I am aware of four new relists today in paid cases. Those include:
-the three Maxwell-Jolly cases, viz., Maxwell-Jolly v. Independent Living Center of Southern California, 09-958, Maxwell-Jolly v. California Pharmacists Assn., 09-1158, and Maxwell-Jolly v. Santa Rosa Memorial Hospital, 10-283. All are from the Ninth Circuit, and all involve questions arising under 42 U.S.C. § 1396a, a provision governing state plans for medical assistance under the Medicaid Act. The Court CVSG’d in 09-958 and the SG recommended denial, and the Court may need more time to sort through the implications for all the cases.
-Sheets v. Simpson, 10-458, from the Sixth Circuit, which presents two questions: (1) Whether a prison inmate is in “custody” for Miranda purposes if law enforcement officers isolate and question him about criminal conduct occurring outside the prison but impose no additional restraints or coercive pressures beyond those inherent in ordinary prison confinement; and (2) whether a police officer violates clearly established Miranda law by advising a defendant who asks him whether a polygraph examination will confirm the veracity of the defendant’s statements that defendant will not have any trouble if his statements are truthful, but that he should terminate the examination and consult an attorney if he is lying.
In addition, looks like Swartout v. Cooke, 10-333, discussed here, has been relisted a second time. Looks like the much-relisted Beer v. United States, 09-1395, and Ryan v. Schad, 10-305, are now better deemed “holds” now; the last docket entry for both is the 12/3/10 Conference. Anyone care to speculate what is going on with those?

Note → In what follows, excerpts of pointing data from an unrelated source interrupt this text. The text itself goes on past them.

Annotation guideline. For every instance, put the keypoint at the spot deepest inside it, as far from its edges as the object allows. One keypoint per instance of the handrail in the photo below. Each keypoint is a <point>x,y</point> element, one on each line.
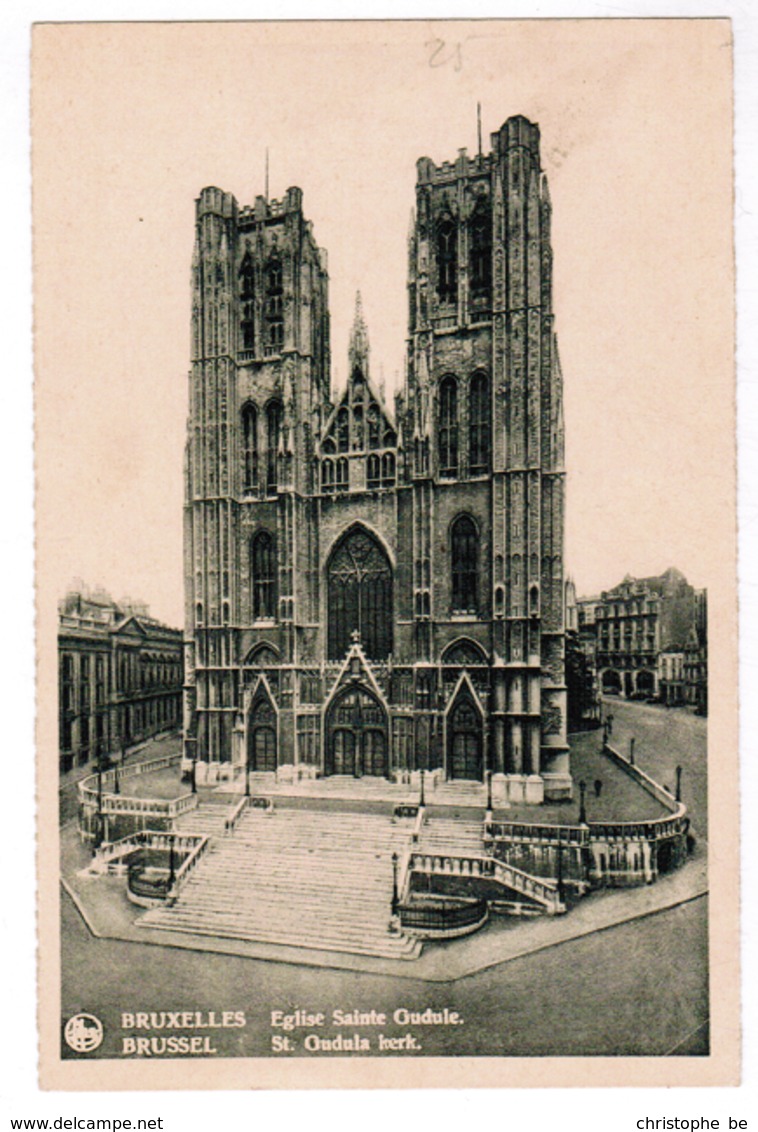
<point>582,834</point>
<point>442,915</point>
<point>489,867</point>
<point>232,820</point>
<point>146,839</point>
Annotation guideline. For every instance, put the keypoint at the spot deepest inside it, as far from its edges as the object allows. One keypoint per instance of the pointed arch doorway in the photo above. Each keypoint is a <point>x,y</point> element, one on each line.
<point>356,735</point>
<point>360,595</point>
<point>261,735</point>
<point>465,740</point>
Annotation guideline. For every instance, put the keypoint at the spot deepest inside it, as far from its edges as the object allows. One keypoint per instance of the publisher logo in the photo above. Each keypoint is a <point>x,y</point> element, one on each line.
<point>83,1032</point>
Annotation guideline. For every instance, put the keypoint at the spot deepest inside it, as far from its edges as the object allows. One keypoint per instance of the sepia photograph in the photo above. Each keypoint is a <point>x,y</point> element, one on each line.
<point>386,554</point>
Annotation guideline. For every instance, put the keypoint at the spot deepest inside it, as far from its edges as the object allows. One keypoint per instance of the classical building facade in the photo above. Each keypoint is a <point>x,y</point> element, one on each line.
<point>375,589</point>
<point>640,629</point>
<point>120,675</point>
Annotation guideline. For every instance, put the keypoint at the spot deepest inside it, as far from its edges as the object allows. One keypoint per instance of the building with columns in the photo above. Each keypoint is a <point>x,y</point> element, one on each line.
<point>120,676</point>
<point>375,589</point>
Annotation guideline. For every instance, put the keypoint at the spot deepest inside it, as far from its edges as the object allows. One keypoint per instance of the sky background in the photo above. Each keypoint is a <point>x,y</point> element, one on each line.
<point>131,121</point>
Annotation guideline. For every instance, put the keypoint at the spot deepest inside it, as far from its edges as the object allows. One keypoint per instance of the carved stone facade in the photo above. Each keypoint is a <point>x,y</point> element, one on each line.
<point>373,591</point>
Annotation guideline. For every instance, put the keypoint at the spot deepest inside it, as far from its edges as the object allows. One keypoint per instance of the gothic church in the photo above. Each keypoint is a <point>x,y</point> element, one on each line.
<point>372,590</point>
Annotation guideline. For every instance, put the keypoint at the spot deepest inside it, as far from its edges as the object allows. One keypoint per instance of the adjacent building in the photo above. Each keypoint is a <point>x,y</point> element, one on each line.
<point>377,589</point>
<point>642,632</point>
<point>120,675</point>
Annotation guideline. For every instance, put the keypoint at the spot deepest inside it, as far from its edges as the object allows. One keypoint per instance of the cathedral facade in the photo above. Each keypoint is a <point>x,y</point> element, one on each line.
<point>373,590</point>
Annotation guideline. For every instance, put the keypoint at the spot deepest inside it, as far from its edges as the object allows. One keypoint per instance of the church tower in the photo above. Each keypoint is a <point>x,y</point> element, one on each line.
<point>259,387</point>
<point>378,592</point>
<point>484,434</point>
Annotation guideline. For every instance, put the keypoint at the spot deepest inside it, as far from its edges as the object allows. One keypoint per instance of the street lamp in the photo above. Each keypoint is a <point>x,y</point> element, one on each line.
<point>98,816</point>
<point>395,895</point>
<point>559,872</point>
<point>172,863</point>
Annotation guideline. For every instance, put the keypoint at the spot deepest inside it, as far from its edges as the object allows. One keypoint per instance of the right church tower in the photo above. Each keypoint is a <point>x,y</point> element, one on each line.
<point>482,428</point>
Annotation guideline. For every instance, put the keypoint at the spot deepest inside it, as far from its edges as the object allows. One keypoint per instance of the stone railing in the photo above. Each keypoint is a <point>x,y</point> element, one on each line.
<point>542,892</point>
<point>540,834</point>
<point>439,918</point>
<point>233,819</point>
<point>644,780</point>
<point>98,802</point>
<point>114,851</point>
<point>88,787</point>
<point>189,865</point>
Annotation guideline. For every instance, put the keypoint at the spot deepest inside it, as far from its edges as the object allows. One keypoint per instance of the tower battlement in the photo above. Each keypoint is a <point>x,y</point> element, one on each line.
<point>516,133</point>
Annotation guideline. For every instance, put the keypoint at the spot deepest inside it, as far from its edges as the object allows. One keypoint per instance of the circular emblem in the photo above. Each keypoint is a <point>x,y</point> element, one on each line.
<point>83,1032</point>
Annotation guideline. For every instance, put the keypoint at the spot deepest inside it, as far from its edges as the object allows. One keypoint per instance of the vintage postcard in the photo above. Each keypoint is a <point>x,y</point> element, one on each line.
<point>386,554</point>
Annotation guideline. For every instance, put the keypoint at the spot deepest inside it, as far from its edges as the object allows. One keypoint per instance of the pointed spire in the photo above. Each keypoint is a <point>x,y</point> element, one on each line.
<point>359,339</point>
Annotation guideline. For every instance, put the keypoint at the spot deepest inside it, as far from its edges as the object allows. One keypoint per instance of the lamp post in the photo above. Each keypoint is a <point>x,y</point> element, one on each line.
<point>98,816</point>
<point>172,863</point>
<point>583,808</point>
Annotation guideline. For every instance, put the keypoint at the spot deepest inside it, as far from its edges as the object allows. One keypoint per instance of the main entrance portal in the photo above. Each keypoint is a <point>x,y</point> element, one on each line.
<point>356,735</point>
<point>261,737</point>
<point>465,742</point>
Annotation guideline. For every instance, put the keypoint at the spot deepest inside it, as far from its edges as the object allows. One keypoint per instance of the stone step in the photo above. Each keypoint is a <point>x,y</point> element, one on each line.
<point>306,878</point>
<point>381,949</point>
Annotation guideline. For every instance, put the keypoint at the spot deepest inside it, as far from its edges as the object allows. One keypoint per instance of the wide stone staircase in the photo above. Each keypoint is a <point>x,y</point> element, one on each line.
<point>456,837</point>
<point>303,877</point>
<point>458,792</point>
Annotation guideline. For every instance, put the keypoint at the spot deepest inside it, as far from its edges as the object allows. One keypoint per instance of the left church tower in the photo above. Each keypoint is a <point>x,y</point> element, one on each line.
<point>258,396</point>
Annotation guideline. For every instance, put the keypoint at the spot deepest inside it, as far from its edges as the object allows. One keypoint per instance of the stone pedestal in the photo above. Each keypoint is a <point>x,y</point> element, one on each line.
<point>500,791</point>
<point>534,792</point>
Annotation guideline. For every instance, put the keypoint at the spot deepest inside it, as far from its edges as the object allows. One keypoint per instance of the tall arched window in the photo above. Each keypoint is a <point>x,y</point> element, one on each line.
<point>481,250</point>
<point>343,430</point>
<point>360,597</point>
<point>275,303</point>
<point>447,260</point>
<point>373,471</point>
<point>263,576</point>
<point>249,447</point>
<point>479,423</point>
<point>448,427</point>
<point>247,302</point>
<point>327,476</point>
<point>342,481</point>
<point>273,429</point>
<point>465,566</point>
<point>372,419</point>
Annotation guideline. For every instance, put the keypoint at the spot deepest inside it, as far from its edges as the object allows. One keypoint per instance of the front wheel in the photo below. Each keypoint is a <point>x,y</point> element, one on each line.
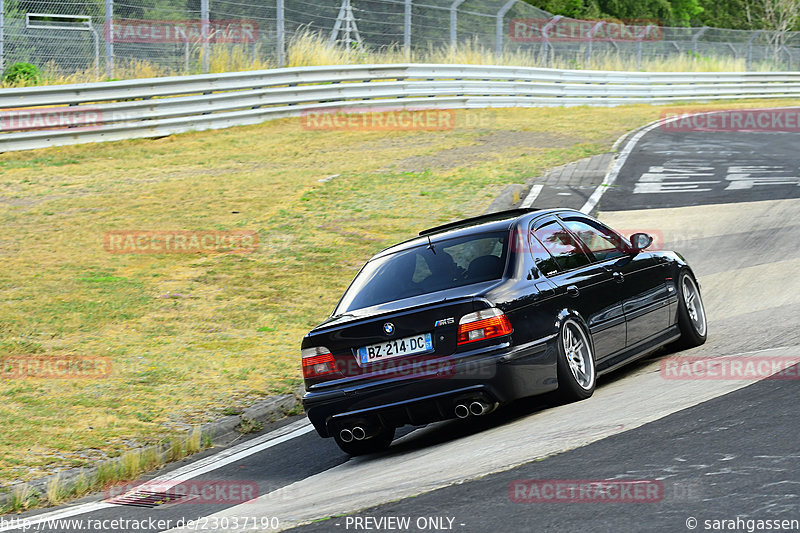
<point>378,443</point>
<point>691,313</point>
<point>576,368</point>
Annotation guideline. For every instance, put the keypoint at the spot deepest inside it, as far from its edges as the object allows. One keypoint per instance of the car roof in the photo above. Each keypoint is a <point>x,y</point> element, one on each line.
<point>487,223</point>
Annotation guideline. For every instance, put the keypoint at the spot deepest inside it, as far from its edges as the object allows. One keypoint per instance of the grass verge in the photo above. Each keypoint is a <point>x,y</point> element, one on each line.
<point>192,337</point>
<point>307,48</point>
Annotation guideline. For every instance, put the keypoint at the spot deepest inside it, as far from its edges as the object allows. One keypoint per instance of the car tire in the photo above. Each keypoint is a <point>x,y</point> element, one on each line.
<point>576,371</point>
<point>691,313</point>
<point>378,443</point>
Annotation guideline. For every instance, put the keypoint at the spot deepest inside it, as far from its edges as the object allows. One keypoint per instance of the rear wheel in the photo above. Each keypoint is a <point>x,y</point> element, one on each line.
<point>691,313</point>
<point>576,370</point>
<point>378,443</point>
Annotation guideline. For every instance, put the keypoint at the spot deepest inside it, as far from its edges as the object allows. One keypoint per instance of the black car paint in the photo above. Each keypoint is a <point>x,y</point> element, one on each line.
<point>628,304</point>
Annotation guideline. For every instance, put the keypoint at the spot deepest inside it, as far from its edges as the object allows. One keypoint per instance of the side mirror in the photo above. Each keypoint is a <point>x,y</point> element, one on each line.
<point>640,241</point>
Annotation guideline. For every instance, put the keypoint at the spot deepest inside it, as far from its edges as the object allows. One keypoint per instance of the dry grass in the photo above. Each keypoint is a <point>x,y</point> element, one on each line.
<point>307,48</point>
<point>193,337</point>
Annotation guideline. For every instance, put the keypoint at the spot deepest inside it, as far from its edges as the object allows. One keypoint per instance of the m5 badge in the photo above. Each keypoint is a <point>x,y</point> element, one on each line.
<point>443,322</point>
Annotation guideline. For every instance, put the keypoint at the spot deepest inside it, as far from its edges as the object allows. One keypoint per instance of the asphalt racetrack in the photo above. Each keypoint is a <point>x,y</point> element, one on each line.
<point>719,453</point>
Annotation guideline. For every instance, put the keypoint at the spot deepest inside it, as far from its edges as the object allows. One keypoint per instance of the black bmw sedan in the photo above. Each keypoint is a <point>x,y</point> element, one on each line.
<point>480,312</point>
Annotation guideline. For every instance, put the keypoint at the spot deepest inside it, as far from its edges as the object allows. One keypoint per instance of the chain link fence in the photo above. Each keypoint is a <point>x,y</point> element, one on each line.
<point>102,36</point>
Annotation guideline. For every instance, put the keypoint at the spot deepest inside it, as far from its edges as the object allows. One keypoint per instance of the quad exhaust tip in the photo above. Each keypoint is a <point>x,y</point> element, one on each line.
<point>478,408</point>
<point>475,408</point>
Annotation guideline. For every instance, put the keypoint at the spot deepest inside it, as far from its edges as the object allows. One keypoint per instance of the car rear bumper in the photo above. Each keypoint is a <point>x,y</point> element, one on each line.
<point>495,374</point>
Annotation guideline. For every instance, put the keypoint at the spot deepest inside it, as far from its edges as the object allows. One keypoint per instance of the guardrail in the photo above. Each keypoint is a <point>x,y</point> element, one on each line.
<point>37,117</point>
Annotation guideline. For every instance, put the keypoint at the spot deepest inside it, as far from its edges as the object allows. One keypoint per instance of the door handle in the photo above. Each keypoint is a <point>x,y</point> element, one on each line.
<point>573,291</point>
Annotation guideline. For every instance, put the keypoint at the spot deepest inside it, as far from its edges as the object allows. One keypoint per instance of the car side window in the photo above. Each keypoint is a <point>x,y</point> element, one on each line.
<point>566,251</point>
<point>544,262</point>
<point>600,240</point>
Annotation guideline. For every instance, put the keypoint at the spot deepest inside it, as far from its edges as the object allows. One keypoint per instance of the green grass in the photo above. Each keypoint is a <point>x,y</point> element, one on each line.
<point>196,337</point>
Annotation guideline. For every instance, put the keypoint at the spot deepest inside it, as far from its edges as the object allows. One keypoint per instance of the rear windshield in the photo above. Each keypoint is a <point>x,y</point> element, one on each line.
<point>421,270</point>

Finally, the relist vigil in Alderman v. United States, 09-1555, ended today after seven relists, with a dissent from denial of cert authored by Justice Thomas and joined (except for a single footnote) by Justice Scalia. They argued (correctly, I think) that the Court’s more recent Commerce Clause precedents (United States v. Lopez, United States v. Morrison, etc.) conflicted with dicta in Scarborough v. United States, 431 U.S. 563 (1977), which lower courts had relied on in upholding the federal prohibition on felons possessing body armor, and said (correctly, I think), “[i]t is difficult to imagine a better case for certiorari.” (But as noted from the outset, I worked on the case.) I was a little surprised that they were not joined by Justice Alito (who is #2 this Term in numbers of dissents from denial of cert).